Lawrence Reade

Personal information
- Full name: Lawrence Edward Reade
- Born: 8 November 1846 Gorakhpore, Bengal Presidency, British India
- Died: 17 August 1910 (aged 63) Wellington, New Zealand
- Bowling: Right-arm medium
- Relations: Edward Anderton Reade (father); Charles Reade (uncle);

Domestic team information
- 1869/70: Canterbury
- 1871/72–1876/77: Otago

Career statistics
| Competition | First-class |
| Matches | 5 |
| Runs scored | 114 |
| Batting average | 12.66 |
| 100s/50s | 0/0 |
| Top score | 38 |
| Balls bowled | 438 |
| Wickets | 11 |
| Bowling average | 17.36 |
| 5 wickets in innings | 0 |
| 10 wickets in match | 0 |
| Best bowling | 4/73 |
| Catches/stumpings | 5/– |
- Source: Cricinfo, 29 April 2017

= Lawrence Reade (cricketer, born 1846) =

New Zealand cricketer (1846–1910)

Lawrence Edward Reade (8 November 1846 – 17 August 1910) was a New Zealand solicitor and cricketer. He played first-class cricket for Canterbury and Otago between the 1869–70 and 1876–77 seasons.

==Early life and family==
Lawrence Reade was born in British India, where his father, Edward Anderton Reade, was an administrator for the East India Company in the Bengal Presidency. One of Lawrence's uncles was the novelist Charles Reade. Lawrence attended Tonbridge School in Kent where he played in the school cricket XI in his final year, before moving to New Zealand in 1869 and completing his legal studies in Dunedin. He moved to Oamaru in 1873, and in 1875 was admitted to the bar.

==Cricket career==
Reade was a batsman and a "right-hand medium-paced bowler, with a graceful delivery". Playing for Otago against Canterbury in 1870–71 he top-scored in each innings with 33 and 22 and also had Otago's best bowling figures of 4 for 73. He made his highest score of 38 against Canterbury in 1873–74, when he put on a partnership of 96 for the second wicket in a match in which Canterbury's two innings totalled only 116. When James Lillywhite's XI made short work of Southland in 1876–77, Reade, Southland's captain, top-scored in each innings, with 8 and 10.

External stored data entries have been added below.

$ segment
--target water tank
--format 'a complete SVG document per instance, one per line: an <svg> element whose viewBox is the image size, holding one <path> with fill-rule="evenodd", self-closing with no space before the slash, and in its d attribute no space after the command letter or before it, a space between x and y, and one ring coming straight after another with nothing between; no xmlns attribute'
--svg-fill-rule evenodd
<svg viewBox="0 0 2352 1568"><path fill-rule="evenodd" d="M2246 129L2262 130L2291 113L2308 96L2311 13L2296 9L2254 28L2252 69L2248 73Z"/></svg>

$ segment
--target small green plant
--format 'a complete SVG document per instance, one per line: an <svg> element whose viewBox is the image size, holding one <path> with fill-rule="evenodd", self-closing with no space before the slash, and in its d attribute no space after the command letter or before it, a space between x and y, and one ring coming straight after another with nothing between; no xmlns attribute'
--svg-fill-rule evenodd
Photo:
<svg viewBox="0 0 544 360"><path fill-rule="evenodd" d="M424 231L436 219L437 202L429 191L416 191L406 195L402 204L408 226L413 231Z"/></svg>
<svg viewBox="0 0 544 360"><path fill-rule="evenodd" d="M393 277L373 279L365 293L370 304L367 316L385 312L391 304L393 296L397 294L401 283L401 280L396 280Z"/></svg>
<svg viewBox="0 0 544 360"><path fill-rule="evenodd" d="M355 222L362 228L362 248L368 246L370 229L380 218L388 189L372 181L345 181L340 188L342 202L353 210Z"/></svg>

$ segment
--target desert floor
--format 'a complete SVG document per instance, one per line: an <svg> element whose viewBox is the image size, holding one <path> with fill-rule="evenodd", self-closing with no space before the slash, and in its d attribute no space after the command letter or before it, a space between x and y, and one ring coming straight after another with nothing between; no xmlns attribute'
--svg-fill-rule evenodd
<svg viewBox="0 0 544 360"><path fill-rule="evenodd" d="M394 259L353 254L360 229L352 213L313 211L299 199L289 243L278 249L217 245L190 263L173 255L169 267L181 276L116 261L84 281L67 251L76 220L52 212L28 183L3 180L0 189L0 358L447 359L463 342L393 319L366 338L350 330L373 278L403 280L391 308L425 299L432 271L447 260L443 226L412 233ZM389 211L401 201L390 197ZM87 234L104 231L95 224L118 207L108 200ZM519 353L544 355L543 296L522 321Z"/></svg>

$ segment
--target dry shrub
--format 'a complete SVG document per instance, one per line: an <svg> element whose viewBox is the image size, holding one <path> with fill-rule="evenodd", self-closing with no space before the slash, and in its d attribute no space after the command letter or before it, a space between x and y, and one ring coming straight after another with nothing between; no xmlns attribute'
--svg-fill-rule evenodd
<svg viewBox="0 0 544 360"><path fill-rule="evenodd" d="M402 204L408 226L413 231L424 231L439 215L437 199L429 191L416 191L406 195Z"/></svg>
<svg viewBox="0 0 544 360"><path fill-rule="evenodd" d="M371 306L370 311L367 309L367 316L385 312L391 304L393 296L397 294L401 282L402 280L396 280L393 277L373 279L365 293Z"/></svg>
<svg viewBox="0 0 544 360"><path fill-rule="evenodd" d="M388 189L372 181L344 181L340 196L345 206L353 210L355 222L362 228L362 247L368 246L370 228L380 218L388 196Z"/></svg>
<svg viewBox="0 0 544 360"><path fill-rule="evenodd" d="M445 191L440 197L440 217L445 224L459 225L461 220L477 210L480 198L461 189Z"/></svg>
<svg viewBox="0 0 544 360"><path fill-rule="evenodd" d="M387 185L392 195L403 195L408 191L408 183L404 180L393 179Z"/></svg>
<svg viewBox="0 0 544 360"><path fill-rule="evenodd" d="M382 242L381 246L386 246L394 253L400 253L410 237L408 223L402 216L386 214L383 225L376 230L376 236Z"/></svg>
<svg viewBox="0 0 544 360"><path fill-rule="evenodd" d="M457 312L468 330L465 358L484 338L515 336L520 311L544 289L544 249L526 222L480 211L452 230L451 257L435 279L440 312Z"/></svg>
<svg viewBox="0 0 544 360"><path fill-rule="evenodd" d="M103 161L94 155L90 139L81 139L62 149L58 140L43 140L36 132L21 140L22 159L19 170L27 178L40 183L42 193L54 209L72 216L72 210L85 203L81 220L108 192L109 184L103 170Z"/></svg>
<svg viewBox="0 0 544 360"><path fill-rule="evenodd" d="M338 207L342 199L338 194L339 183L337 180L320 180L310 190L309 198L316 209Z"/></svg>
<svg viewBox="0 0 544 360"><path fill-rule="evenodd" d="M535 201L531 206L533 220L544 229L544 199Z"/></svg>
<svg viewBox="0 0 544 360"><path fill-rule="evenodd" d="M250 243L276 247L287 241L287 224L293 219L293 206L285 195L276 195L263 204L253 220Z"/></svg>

He retained his interest in cricket as a player and an umpire for the rest of his life.

==Later career and personal life==
Reade married Margaret Hannah Booth in Oamaru on 15 March 1876. They lived in several places in New Zealand and Australia. He was elected mayor of the Borough of East Invercargill in 1884, and practiced law in the city. During the 1880s he served as a commissioner with the Supreme Courts of Tasmania and New South Wales and later ran the Intestacy Department at the Public Trust Office in Wellington until 1902 when he settled in Foxton, Manawatu, where Reade worked as a solicitor.

They had three sons. Margaret died on 14 August 1908, aged 60. On 2 July 1910, while visiting a son in Wellington, Lawrence fell from a tram and suffered a head injury. After an apparently successful operation he began to suffer fits and died after a second operation on 17 August aged 63.